In an Australian publication, Sahil Mahtani of the Deutsche Bank sounds a warning note about London's property market.
Every £1 invested in London property in 1990 is now worth £5, double the performance of the FTSE 100.
Conservative estimates put average London house prices at 13 times average gross incomes.
London residential mortgage debt amounts to a quarter of the country’s total.
London’s housing market is huge, expensive, and hot. It’s not hard to find stories of property insanity in the capital and popular opinion holds that its a flood of foreign investors buying up homes and leaving them empty to accumulate value that has sparked the boom.
Mahtani says it’s simple supply and demand — the supply of homes has failed to keep pace with demand from buyers, be they foreign or otherwise.
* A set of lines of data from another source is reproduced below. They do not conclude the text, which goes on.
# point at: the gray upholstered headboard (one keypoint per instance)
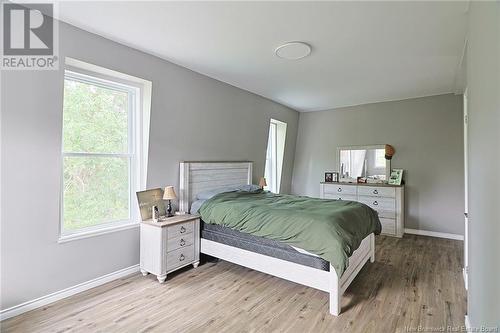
(196, 177)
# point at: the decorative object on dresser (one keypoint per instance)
(169, 194)
(387, 200)
(262, 182)
(328, 177)
(148, 200)
(169, 245)
(389, 152)
(396, 177)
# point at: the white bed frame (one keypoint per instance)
(201, 176)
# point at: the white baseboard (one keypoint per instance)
(434, 234)
(58, 295)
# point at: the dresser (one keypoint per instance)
(387, 200)
(169, 245)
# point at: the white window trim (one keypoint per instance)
(140, 144)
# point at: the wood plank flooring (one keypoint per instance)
(415, 281)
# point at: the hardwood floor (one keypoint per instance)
(415, 281)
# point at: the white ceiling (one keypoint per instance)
(362, 52)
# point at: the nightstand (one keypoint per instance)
(169, 245)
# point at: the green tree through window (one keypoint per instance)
(98, 152)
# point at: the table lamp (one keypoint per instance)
(169, 194)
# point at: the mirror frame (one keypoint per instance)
(365, 147)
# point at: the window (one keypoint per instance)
(274, 155)
(102, 153)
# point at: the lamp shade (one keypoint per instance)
(169, 193)
(262, 182)
(389, 152)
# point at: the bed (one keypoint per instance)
(268, 256)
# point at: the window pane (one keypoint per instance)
(96, 191)
(95, 118)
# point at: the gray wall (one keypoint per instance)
(483, 82)
(427, 134)
(193, 118)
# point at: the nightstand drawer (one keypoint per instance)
(386, 207)
(388, 226)
(340, 197)
(372, 191)
(180, 257)
(340, 189)
(180, 229)
(182, 241)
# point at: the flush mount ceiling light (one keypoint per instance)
(293, 50)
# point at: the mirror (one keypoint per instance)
(363, 161)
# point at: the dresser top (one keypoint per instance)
(362, 184)
(172, 220)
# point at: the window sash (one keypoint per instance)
(131, 155)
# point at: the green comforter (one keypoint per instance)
(331, 229)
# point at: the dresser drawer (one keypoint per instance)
(389, 192)
(180, 257)
(388, 226)
(180, 229)
(182, 241)
(337, 189)
(340, 196)
(386, 207)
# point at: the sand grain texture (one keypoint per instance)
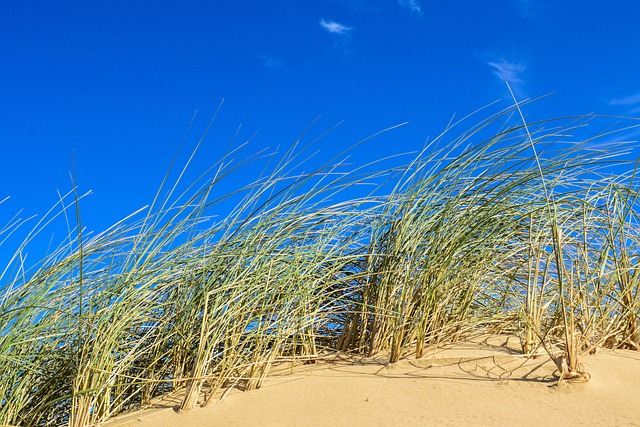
(471, 383)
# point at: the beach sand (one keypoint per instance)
(480, 382)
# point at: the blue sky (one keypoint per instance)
(117, 82)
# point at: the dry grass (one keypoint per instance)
(501, 230)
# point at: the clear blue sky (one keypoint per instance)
(118, 81)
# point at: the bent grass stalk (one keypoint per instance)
(466, 241)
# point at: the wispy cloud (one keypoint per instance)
(270, 62)
(413, 6)
(629, 100)
(508, 71)
(334, 27)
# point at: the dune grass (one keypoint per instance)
(510, 226)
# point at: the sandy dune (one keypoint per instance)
(484, 382)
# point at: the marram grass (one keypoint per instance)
(507, 227)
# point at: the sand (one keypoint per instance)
(482, 382)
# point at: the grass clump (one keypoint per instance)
(516, 229)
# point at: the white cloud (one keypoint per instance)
(270, 62)
(334, 27)
(629, 100)
(508, 71)
(413, 6)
But crucially Mahtani sees a second, overlooked factor for spiraling prices — buyers believe house prices will keep going up. People are willing to pay silly prices on the expectation prices will keep rising and they can cash in themselves later. That in turn bids up prices.
On the first point, he almost immediately contradicts himself:
He points to the Hong Kong property crash of 1997, when prices dropped 40% in just over a year, as evidence for what happens when the wind changes direction on public opinion.
Here’s Mahtani:
A shift in expectations about future supply was much more instrumental in bringing about the downturn. The post-handover government had made it known that it would welcome a decline in property prices and would increase supply by 85,000 units a year. In retrospect, at no point during the next five years did housing completions reach 35,000 annually. Yet because the decision had credibility, it changed expectations and the 85,000 figure is still cited today as a reason for the market decline. The government announcement precipitated a change in psychology that diminished the speculative increment in the market.
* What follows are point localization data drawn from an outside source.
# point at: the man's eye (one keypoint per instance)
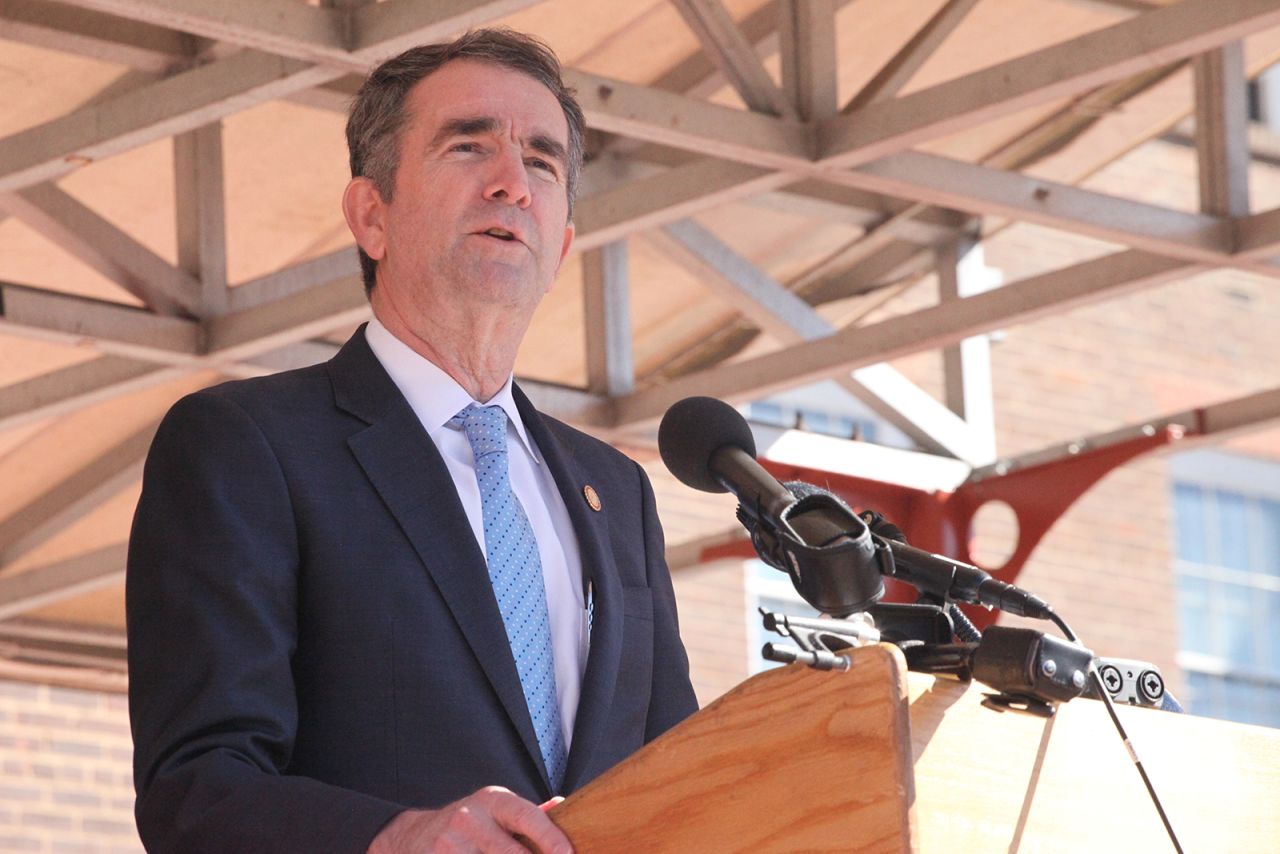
(545, 165)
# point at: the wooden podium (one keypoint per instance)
(876, 759)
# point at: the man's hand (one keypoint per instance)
(485, 821)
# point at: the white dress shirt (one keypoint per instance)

It didn’t matter that supply increased nowhere near as much as promised — the “psychology” had changed and that was enough to send buyers running.
In other words, the supply of housing did not change, but public perceptions did, which tends to suggest that the fall was all to do with psychology and nothing to do with supply and demand. Ricardo, in his Law of Rent, recognised that land prices are driven by public sentiment and there is ample historical evidence that this is so.
Whilst there is also evidence that supply and demand affect land prices locally, within London the "bubble" effect is so strong and demand is so ramped up by it, that there is simply not the physical space to increase supply enough to have any effect on price.
Those with large landholdings around the capital, hungry for for the windfall gains that change of use permission would bring, would like us to believe that the only way of controlling the price of land is to by controlling the supply. As Mr Mahtani points out, it is much more effective to control the demand.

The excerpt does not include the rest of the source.